As has been shown, Riley never resided on block 16 as the purchaser or owner thereof but only as a tenant paying a monthly rental therefor, and subject to eviction at any time he defaulted in any of the several obligations imposed upon him in the lease contract. Ordinarily, as the purchaser of the property under an executory contract, he could have gone into possession and exercised dominion over the premises for all purposes, subject only to the vendor's equitable title. But, under the express terms of the contract of purchase, his right of entry was postponed, to ripen only upon his payment in full of the purchase price, a condition which he never performed. Of course, if under his contract of purchase as distinguished from his lease contract he had gone into possession for the purpose of making the premises his home site, the fact that the lien to secure the purchase price was outstanding would not have impaired or affected the homestead character thus sought to he impressed upon the premises, and, in the case of a rural homestead, this character would automatically extend to all the land used by the claimant as a part of, or incident to, the family use, so long as the whole did not exceed 200 acres. But he never obtained that character of possession.
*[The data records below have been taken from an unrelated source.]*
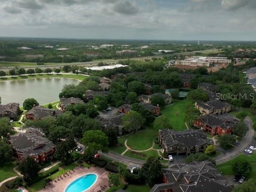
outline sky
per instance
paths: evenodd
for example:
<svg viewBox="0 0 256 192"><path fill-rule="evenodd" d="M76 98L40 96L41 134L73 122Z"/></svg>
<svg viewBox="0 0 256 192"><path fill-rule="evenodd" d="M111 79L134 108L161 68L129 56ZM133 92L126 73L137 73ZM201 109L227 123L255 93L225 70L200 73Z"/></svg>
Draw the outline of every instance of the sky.
<svg viewBox="0 0 256 192"><path fill-rule="evenodd" d="M0 0L0 36L256 40L256 0Z"/></svg>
We do not think Riley's peculiar possession and occupancy of block 16 was such as would enable him in virtue thereof to impress the homestead character upon the adjoining blocks 9 to 15, which he purchased solely as a speculation, and which he never intended to improve or occupy for homestead purposes. Franklin v. Coffee, 18 Tex. 413, 70 Am.Dec. 292; Hampton v. Gilliland, 23 Tex. Civ. App. 87, 56 S.W. 572; Loessin v. Washington, 23 Tex. Civ. App. 515, 57 S.W. 990; Roberts v. Trout, 13 Tex. Civ. App. 70, 35 S.W. 323. We do not think it was intended under the homestead provision to exempt any land, whether attached to the home site or not, unless it was the intention of the one claiming the exemption to actually make and use such land as a part of the homestead premises. In this case no such intention was shown to exist in Riley with reference to blocks 9 to 15, and in our opinion he was not entitled to the exemption upon those blocks.
The motions for rehearing are overruled.